A indústria da moda está no centro de um debate acalorado com a adoção crescente da inteligência artificial. A mais recente polêmica envolve a gigante do varejo Zara, que passou a utilizar IA para gerar imagens de modelos reais vestindo peças diferentes, dispensando a necessidade de novas sessões fotográficas.
Economia para as marcas, incerteza para os profissionais
A prática, revelada publicamente na semana passada, representa uma enorme economia de custos para um negócio de fast fashion como a Zara. No entanto, a pergunta que fica no ar é: quem arca com esse custo? Especialistas apontam que o peso recai sobre os profissionais já precarizados da indústria.
Dezenas de pessoas podem ser impactadas em uma única produção fotográfica tradicional, incluindo modelos, fotógrafos, assistentes, stylists, maquiadores, profissionais de alimentação e limpeza. Enquanto modelos consagrados e fotógrafos renomados têm poder de barganha para se proteger, a situação é muito mais frágil para iniciantes e aspirantes.
A Zara adotou um procedimento que buscou autorização de modelos que já haviam posado para a marca para criar novas imagens a partir de suas fotos existentes. Embora isso seja visto como um passo à frente em relação à criação de modelos totalmente artificiais, surge a dúvida: uma modelo iniciante teria a liberdade de recusar tal autorização sem medo de retaliação em futuras contratações?
Uma tendência que se espalha pela indústria
A Zara não está sozinha nesse movimento. Outras grandes empresas de moda já exploram caminhos semelhantes. A H&M, por exemplo, anunciou a criação de clones digitais de modelos para uso em campanhas. Em agosto de 2025, a marca Guess provocou reações ao publicar um anúncio inteiramente produzido com inteligência artificial.

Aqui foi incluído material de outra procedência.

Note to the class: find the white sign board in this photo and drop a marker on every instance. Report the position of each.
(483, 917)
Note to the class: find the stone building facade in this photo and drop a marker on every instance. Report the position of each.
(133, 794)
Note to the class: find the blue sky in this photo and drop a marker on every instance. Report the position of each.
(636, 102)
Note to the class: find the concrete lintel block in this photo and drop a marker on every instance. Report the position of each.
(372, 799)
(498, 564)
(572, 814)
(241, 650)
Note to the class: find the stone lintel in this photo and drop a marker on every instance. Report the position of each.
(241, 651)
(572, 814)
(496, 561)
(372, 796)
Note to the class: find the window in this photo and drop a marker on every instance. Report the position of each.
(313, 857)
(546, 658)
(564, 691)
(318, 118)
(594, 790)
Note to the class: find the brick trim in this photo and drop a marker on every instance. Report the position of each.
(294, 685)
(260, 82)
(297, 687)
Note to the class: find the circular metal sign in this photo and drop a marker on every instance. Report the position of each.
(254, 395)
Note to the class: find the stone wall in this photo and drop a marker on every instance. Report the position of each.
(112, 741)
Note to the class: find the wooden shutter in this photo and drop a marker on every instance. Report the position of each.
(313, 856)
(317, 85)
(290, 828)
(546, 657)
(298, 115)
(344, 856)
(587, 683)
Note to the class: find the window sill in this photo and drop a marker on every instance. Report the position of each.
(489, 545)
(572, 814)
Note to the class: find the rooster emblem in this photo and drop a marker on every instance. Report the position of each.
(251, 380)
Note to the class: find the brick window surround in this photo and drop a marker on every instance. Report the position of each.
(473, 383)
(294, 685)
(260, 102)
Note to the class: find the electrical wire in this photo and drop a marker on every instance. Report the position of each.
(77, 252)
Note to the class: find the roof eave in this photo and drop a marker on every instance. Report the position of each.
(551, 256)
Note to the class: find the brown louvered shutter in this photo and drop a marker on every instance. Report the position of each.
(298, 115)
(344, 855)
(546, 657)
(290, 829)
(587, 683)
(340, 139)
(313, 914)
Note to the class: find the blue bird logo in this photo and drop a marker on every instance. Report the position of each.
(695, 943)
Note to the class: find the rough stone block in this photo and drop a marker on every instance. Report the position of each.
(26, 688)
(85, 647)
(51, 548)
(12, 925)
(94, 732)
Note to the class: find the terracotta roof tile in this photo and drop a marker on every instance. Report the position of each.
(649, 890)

O discurso comum de que "profissionais não serão substituídos por IA, mas por pessoas que sabem usá-la" é colocado em xeque neste contexto. Em um cenário onde a imagem completa é gerada por algoritmo, qual seria o papel de um stylist, por mais proficiente que seja em ferramentas como ChatGPT?
O caso brasileiro: avatares digitais de modelos reais
No Brasil, a discussão ganhou contornos específicos com uma iniciativa da agência Joy. A empresa criou avatares digitais hiper-realistas de modelos reais de seu elenco. A proposta é que esses "gêmeos virtuais" possam ser usados em projetos publicitários sem a necessidade de deslocamento físico constante, respeitando contratos e remunerações previamente acordados.
Apesar de ser uma tentativa de controlar uma transformação considerada inevitável, questões importantes permanecem. Para quem está começando, haverá demanda tanto pela pessoa real quanto por seu avatar? Existe o risco concreto de a pessoa de carne e osso perder oportunidades para sua versão digital?
A Joy defende que a iniciativa não visa substituir modelos, mas abrir uma nova frente de trabalho em um mercado em digitalização acelerada. Contudo, questões sobre controle de imagem, privacidade, duração dos direitos concedidos e o equilíbrio entre abrir novas portas ou fechar as existentes são centrais no debate.
O debate necessário antes da consolidação
Entidades que representam profissionais do setor da moda têm se manifestado sempre que casos como o da Zara vêm à tona. A crítica principal é que a inteligência artificial precisa ser debatida antes de sua aplicação em larga escala. Após a consolidação do uso da tecnologia, será muito mais difícil reverter o cenário ou estabelecer regras protetivas.
O cerne da questão não é ser contra o progresso tecnológico, mas defender que sua implantação seja feita a partir de discussões sérias e inclusivas. O que está em jogo, afinal, é o sustento de milhares de pessoas que dependem da indústria da moda para viver. O exemplo criado pelo jornalista Alvaro Leme em menos de um minuto no Midjourney, em 23 de dezembro de 2025, serve como um alerta vívido do quão simples e disruptiva essa tecnologia pode ser.